German Strings
https://cedardb.com/blog/german_strings/
An article about a particular method ("German strings") for representing strings in databases.
- For short (<12 byte) strings, it's a 4 byte length followed by 12 bytes, avoiding the need for a pointer dereference
0 1 2 3
0 1 2 3 4 5 6 7 8 9 0 1 2 3 4 5 6 7 8 9 0 1 2 3 4 5 6 7 8 9 0 1
+-+-+-+-+-+-+-+-+-+-+-+-+-+-+-+-+-+-+-+-+-+-+-+-+-+-+-+-+-+-+-+-+
| length |
+-+-+-+-+-+-+-+-+-+-+-+-+-+-+-+-+-+-+-+-+-+-+-+-+-+-+-+-+-+-+-+-+
| |
+ +
| string |
+ +
| |
+-+-+-+-+-+-+-+-+-+-+-+-+-+-+-+-+-+-+-+-+-+-+-+-+-+-+-+-+-+-+-+-+
- For anything else, it's a 4 byte length, followed by 4 bytes of its prefix, 2 bits of "class", and 62 bits of pointer
0 1 2 3
0 1 2 3 4 5 6 7 8 9 0 1 2 3 4 5 6 7 8 9 0 1 2 3 4 5 6 7 8 9 0 1
+-+-+-+-+-+-+-+-+-+-+-+-+-+-+-+-+-+-+-+-+-+-+-+-+-+-+-+-+-+-+-+-+
| length |
+-+-+-+-+-+-+-+-+-+-+-+-+-+-+-+-+-+-+-+-+-+-+-+-+-+-+-+-+-+-+-+-+
| prefix |
+-+-+-+-+-+-+-+-+-+-+-+-+-+-+-+-+-+-+-+-+-+-+-+-+-+-+-+-+-+-+-+-+
|cl.| |
+-+-+ +
| pointer |
+-+-+-+-+-+-+-+-+-+-+-+-+-+-+-+-+-+-+-+-+-+-+-+-+-+-+-+-+-+-+-+-+
They hint at, but don't talk about, the encoding of the string. I assume that they're utf-8 encoding the string into bytes, but don't say, for example, how they treat a long string which changes meaning or becomes invalid if you chop off the 13th byte. (For example, imagine the 11th and 12th bytes are a combining diaeresis or a 4-byte emoji spans the 12th byte)

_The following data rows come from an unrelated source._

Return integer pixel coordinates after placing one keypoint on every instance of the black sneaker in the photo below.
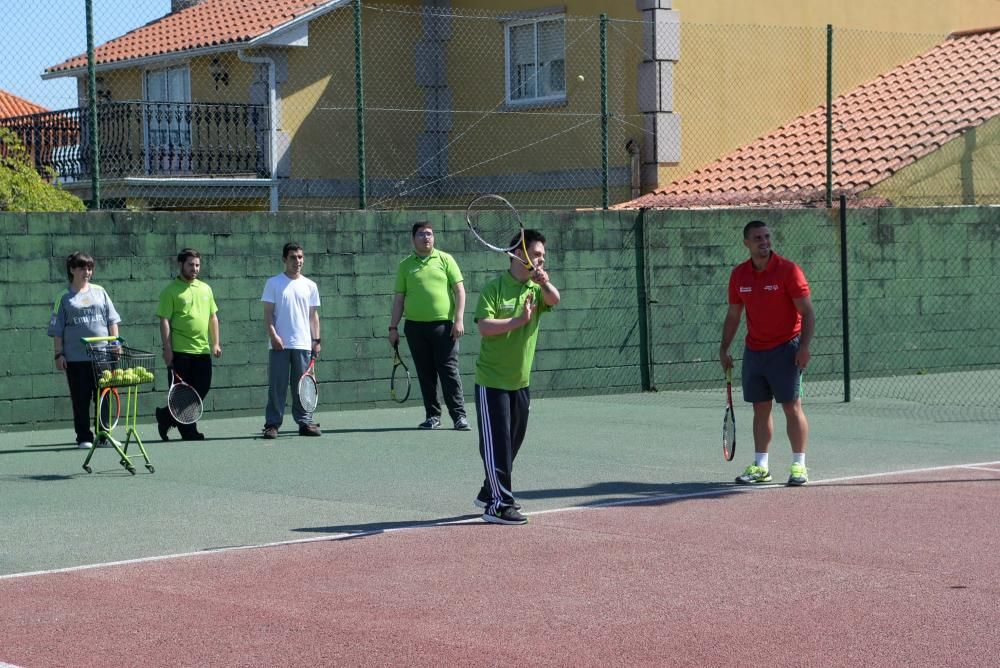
(430, 423)
(483, 499)
(505, 515)
(163, 423)
(309, 430)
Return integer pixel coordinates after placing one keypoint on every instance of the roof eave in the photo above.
(264, 38)
(260, 40)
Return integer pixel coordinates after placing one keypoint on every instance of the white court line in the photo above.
(982, 468)
(621, 502)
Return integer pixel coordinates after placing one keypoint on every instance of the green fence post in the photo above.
(642, 302)
(95, 153)
(844, 315)
(829, 116)
(605, 194)
(360, 103)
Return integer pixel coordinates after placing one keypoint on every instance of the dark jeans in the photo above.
(435, 354)
(80, 376)
(196, 370)
(502, 417)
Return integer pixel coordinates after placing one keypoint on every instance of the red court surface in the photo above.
(868, 571)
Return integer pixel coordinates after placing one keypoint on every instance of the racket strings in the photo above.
(399, 383)
(308, 393)
(729, 429)
(184, 404)
(495, 222)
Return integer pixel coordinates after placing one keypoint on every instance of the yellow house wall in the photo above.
(747, 68)
(318, 98)
(539, 138)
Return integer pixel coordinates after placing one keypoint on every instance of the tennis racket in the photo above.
(729, 422)
(109, 408)
(496, 224)
(399, 382)
(308, 387)
(183, 401)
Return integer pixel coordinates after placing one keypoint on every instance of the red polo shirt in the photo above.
(767, 295)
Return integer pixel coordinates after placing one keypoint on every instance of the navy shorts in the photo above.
(772, 374)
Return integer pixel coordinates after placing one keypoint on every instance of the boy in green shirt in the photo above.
(430, 292)
(508, 314)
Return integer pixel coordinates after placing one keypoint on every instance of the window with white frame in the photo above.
(536, 59)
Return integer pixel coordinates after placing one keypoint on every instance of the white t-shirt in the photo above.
(292, 300)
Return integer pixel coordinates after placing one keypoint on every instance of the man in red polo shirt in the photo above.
(780, 326)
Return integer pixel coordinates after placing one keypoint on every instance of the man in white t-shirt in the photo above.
(291, 316)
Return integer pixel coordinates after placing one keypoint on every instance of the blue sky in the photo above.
(35, 34)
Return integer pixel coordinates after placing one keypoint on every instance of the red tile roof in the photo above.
(11, 105)
(210, 23)
(879, 128)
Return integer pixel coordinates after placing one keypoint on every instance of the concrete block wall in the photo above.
(923, 286)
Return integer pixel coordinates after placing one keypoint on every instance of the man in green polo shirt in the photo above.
(431, 292)
(189, 327)
(508, 313)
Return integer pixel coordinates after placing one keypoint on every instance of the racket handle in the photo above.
(527, 265)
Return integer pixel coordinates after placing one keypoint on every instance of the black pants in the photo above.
(196, 370)
(502, 417)
(435, 354)
(80, 376)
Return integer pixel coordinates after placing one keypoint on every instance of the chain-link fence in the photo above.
(299, 104)
(905, 309)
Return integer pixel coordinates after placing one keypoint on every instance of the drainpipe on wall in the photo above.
(272, 106)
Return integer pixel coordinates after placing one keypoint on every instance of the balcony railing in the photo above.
(149, 139)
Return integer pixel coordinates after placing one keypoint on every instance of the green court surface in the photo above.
(373, 470)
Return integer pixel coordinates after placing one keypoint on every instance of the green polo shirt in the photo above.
(505, 360)
(426, 284)
(188, 307)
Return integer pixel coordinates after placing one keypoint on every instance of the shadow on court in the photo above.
(375, 528)
(602, 493)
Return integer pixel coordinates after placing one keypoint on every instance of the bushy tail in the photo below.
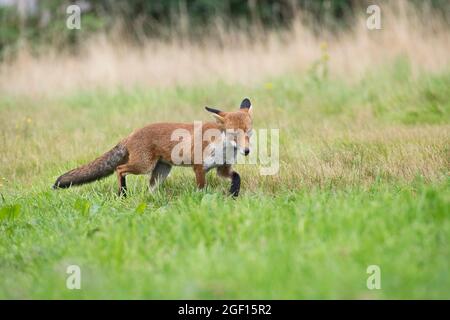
(97, 169)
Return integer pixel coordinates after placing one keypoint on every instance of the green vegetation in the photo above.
(363, 181)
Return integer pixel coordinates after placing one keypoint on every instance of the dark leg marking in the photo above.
(123, 186)
(235, 184)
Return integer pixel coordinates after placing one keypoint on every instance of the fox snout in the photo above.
(244, 151)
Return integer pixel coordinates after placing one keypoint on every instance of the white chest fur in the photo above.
(219, 153)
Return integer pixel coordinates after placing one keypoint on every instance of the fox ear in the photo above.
(216, 114)
(246, 105)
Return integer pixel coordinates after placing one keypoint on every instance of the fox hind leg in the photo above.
(159, 174)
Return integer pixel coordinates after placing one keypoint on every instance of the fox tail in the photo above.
(97, 169)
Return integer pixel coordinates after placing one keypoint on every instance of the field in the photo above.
(363, 180)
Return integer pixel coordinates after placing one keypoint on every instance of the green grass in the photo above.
(363, 181)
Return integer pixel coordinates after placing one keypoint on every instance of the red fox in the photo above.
(149, 150)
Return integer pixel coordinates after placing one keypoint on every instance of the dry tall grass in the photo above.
(108, 61)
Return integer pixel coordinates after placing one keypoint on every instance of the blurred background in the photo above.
(183, 41)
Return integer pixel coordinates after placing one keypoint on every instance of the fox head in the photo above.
(237, 125)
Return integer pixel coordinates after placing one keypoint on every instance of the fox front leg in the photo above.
(227, 172)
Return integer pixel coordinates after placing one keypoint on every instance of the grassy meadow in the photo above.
(363, 179)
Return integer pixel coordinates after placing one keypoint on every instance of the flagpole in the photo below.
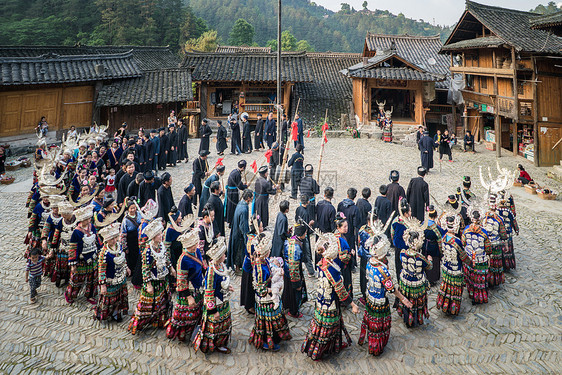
(322, 147)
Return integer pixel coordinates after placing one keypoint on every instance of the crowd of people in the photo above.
(100, 218)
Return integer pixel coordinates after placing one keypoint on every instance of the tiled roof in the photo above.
(154, 87)
(247, 67)
(52, 68)
(238, 49)
(484, 42)
(329, 89)
(546, 20)
(402, 73)
(146, 57)
(511, 26)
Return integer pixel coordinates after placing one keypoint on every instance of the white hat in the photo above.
(218, 249)
(189, 238)
(153, 229)
(83, 213)
(111, 231)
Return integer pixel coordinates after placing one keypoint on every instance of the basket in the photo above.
(12, 165)
(7, 180)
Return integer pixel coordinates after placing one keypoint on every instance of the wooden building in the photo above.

They point to duckdb's string implementation as an example; as far as I can tell from a quick scan it doesn't use the two-bit class, but instead just a regular 64-bit pointer.
They also point to apache arrow and polars documentation of their string types.